What It Means for Makers
For the maker on the floor with a printer already running, a Series C is not a new feature or a firmware update — it's a signal about where a company is headed and how much runway it has to get there. A few things are worth watching:
Product cadence likely accelerates. €129 million is enough to fund several product cycles of hardware R&D, tooling, and manufacturing scale-up simultaneously. Expect Snapmaker to lean harder into the CoreXY, multi-tool-head category the U1 opened, rather than retreating to safer, cheaper single-extruder machines. That's good news if you want faster, more capable printers from a company that isn't Bambu Lab or Creality — competition at the high end tends to compress prices and accelerate features across the whole market, not just at the funded company.

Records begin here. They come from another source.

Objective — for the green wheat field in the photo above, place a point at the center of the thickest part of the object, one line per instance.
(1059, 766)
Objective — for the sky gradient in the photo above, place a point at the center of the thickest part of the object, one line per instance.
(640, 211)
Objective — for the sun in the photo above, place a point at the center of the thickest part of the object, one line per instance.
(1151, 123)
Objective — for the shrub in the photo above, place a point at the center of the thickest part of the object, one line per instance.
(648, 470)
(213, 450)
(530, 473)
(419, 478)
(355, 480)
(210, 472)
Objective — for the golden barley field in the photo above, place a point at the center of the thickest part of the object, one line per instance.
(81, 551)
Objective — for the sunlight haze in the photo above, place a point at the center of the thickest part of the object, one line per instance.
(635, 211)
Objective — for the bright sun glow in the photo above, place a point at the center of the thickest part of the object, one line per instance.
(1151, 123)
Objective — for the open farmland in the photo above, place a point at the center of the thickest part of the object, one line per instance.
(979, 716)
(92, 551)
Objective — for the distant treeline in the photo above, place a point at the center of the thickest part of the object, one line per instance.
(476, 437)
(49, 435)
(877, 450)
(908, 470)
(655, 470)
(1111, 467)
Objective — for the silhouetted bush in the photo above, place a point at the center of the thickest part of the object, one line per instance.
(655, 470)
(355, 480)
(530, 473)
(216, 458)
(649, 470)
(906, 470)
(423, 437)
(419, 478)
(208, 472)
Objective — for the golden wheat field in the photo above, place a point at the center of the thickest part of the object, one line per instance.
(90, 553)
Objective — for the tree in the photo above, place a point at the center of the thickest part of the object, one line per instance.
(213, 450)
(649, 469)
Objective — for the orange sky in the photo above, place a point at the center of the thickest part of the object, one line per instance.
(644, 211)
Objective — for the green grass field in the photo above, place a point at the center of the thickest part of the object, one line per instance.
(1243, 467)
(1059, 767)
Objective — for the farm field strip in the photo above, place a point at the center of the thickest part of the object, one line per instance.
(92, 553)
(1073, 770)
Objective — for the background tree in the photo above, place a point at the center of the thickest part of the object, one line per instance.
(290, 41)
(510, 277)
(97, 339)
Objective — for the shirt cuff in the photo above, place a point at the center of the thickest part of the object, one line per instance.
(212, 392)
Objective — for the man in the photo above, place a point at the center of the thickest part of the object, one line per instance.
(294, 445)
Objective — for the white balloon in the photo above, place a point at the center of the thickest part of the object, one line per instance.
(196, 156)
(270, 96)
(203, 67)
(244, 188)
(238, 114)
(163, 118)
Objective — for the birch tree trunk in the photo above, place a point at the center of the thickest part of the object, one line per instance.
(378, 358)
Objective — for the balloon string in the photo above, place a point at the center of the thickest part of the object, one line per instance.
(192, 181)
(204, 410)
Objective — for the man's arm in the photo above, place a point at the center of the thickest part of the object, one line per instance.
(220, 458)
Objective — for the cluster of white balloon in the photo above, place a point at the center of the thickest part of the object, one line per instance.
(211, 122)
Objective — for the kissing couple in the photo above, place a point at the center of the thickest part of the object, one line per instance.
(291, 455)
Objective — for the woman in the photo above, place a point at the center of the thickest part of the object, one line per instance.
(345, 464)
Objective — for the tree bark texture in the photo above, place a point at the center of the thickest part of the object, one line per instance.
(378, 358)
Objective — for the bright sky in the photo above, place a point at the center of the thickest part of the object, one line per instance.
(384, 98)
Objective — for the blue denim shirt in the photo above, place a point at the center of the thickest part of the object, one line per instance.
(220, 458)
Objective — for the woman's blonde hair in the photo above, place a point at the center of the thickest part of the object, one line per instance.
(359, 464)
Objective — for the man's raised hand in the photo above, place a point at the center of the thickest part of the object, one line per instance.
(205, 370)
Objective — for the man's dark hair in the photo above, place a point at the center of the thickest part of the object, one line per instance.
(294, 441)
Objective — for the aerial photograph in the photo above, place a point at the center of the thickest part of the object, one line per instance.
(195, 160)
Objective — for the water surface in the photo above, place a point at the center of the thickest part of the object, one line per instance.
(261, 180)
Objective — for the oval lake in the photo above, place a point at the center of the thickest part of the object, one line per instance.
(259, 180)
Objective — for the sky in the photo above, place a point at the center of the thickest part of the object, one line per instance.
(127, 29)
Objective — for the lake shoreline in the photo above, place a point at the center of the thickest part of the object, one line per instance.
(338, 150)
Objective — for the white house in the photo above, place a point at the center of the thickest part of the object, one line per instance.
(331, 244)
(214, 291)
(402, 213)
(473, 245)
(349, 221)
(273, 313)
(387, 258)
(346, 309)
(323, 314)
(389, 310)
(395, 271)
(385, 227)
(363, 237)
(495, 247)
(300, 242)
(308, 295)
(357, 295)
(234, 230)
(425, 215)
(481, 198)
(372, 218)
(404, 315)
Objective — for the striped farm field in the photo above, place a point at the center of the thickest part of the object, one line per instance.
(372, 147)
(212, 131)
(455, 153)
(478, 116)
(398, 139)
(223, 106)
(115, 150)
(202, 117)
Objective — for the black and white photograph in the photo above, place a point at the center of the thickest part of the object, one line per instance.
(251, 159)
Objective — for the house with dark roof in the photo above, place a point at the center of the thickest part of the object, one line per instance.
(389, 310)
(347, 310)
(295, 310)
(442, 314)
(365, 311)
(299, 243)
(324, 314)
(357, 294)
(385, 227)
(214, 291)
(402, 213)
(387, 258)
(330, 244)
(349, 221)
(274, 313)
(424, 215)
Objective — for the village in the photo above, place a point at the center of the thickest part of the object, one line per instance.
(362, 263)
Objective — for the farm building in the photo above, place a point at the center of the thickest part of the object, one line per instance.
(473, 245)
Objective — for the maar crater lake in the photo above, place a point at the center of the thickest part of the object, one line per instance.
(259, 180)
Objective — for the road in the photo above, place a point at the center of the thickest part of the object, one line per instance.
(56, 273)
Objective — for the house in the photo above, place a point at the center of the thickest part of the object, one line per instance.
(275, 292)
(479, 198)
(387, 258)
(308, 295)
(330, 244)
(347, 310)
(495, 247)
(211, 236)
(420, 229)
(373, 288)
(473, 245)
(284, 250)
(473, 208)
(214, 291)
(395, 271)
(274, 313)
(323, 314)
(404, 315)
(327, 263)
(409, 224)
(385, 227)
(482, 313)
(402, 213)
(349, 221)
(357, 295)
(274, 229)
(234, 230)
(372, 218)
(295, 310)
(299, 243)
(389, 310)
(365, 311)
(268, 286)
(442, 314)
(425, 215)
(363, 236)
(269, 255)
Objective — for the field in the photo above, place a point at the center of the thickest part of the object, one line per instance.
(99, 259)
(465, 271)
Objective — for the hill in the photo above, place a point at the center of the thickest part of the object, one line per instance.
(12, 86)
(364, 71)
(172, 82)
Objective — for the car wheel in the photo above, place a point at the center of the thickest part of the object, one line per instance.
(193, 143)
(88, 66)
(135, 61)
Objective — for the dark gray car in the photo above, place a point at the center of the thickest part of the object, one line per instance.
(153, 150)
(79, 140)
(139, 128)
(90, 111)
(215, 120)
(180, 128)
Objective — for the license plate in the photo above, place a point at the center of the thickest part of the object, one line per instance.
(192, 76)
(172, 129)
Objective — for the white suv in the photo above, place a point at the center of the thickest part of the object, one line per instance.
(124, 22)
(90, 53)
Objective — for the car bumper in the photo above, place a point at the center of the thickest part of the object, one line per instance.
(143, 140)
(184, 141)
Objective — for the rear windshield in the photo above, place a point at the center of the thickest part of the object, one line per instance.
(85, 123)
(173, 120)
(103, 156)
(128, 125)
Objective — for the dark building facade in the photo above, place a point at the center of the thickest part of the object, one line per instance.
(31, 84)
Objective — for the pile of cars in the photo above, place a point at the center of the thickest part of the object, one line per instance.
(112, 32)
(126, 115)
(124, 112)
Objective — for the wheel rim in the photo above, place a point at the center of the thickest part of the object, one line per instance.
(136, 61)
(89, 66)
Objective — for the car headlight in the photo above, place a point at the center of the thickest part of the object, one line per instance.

The investor list matters for supply chain and support. Meituan and Shunwei Capital aren't passive money — both are deeply embedded in Chinese consumer electronics and logistics networks. A company backed by investors with that kind of operational reach tends to have an easier time securing components, negotiating manufacturing capacity, and scaling customer support and RMA logistics than a startup running purely on crowdfunding cash. If you've had mixed experiences with support responsiveness from smaller 3D-printing brands, better-capitalized backing is at least a structural reason for optimism, even if it's no guarantee.
It also raises the stakes on execution. Large rounds come with large expectations. Investors who just increased their exposure will want to see revenue growth, market share gains, and eventually a path to liquidity — through an IPO, acquisition, or continued private growth. That pressure can manifest as faster shipping of half-baked features under deadline, or it can manifest as disciplined execution on a genuinely differentiated roadmap. The SnapSwap tool-changing system on the U1 is the clearest evidence so far of Snapmaker trying to out-engineer rather than out-discount its competitors, and this round is a bet that approach scales.
The Bigger Picture
This raise lands at a moment when the consumer 3D-printing market has consolidated hard around a handful of Chinese manufacturers — Bambu Lab, Creality, Elegoo, Anycubic, and now a better-funded Snapmaker — while Western-headquartered brands like Prusa and Ultimaker occupy smaller, more specialized niches. A €129 million Series C, if the "largest in two years" framing holds up, suggests institutional investors still see meaningful headroom in a category that already feels crowded to anyone who's watched the last eighteen months of product launches. Whether that headroom materializes as promised — a market nearly tripling in four years — will say a lot about whether 3D printing is finally crossing from hobbyist niche into a genuine consumer-electronics category, or whether this round simply buys Snapmaker a longer runway to fight for share in a market that grows more slowly than the slide decks suggest.